Without looking at your code in detail I can see that you haven't executed the query.

e.g. $result = mysql_query($strSQL,$conn);

before your mysql_fetch_array line.

0

after line 5 you are not executing the mysql query.
Call the method mysql_query($strSQL );
See the php manual
http://php.net/manual/en/function.mysql-query.php

Also there are few more erros .Check the code from line 5

    $strSQL = "SELECT * FROM yourtable WHERE ID=" . 1;
$result = mysql_query($strSQL);//missing this line
   while( $row = mysql_fetch_array($result))//proper way of using mysql_fetch_array http://php.net/manual/en/function.mysql-fetch-array.php
    echo $row['ID']; //it must be field name not number

By the way stop using mysql_connect instead use mysqli.

Warning
This extension is deprecated as of PHP 5.5.0, and will be removed in the future. Instead, the MySQLi or PDO_MySQL extension should be used. See also MySQL: choosing an API guide and related FAQ for more information.
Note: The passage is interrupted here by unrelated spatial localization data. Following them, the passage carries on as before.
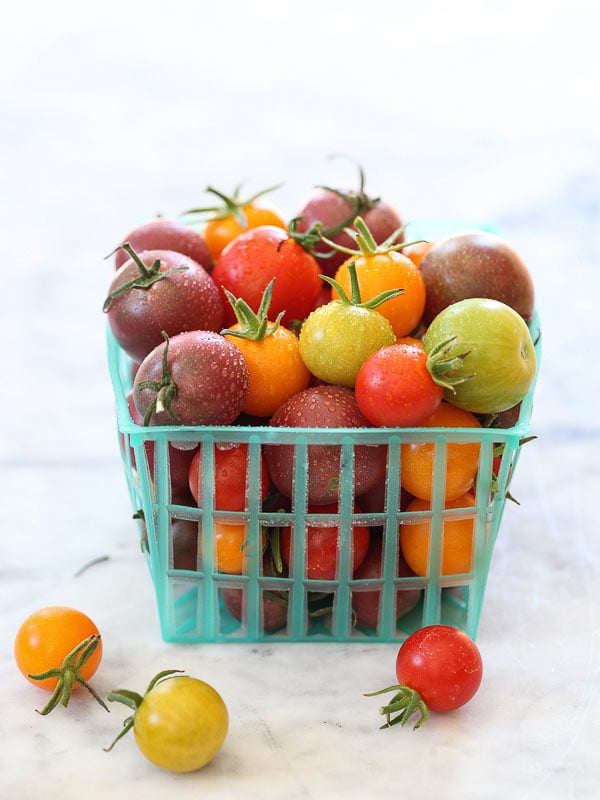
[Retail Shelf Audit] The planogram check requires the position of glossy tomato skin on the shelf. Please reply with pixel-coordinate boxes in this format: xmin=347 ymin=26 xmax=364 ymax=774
xmin=354 ymin=343 xmax=444 ymax=427
xmin=14 ymin=606 xmax=102 ymax=691
xmin=212 ymin=225 xmax=322 ymax=327
xmin=352 ymin=531 xmax=423 ymax=629
xmin=396 ymin=625 xmax=483 ymax=712
xmin=133 ymin=331 xmax=250 ymax=425
xmin=203 ymin=203 xmax=287 ymax=261
xmin=115 ymin=218 xmax=213 ymax=272
xmin=133 ymin=675 xmax=229 ymax=772
xmin=106 ymin=250 xmax=224 ymax=362
xmin=295 ymin=188 xmax=403 ymax=277
xmin=281 ymin=503 xmax=371 ymax=580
Alternatives to this function include:

mysqli_query()
PDO::query()

quote from http://php.net

Edited by IIM

0

Thank you ... but I could not really understand exactly what I do because I am new in the world of programming and there are many things not clear to me .. So is it possible to further clarification and Where do I put the execution exactly

0

I have used this code but there is still a problem

<?php

    $conn=mysql_connect("localhost","root","1");
    mysql_select_db("society",$conn);
    $result = mysql_query($strSQL,$conn);
    $strSQL = "SELECT * FROM news WHERE id=" .$_GET["ID"];
    $result = mysql_query($strSQL);
    while( $row = mysql_fetch_array($result))
    {
        echo $row['id'];
        }
     ?> 
0

what is the problem can you expalin it???
Also with all mysql_connect(),mysql_selec_db() and mysql_query() use die() statement to know if there is any error in the connection or query.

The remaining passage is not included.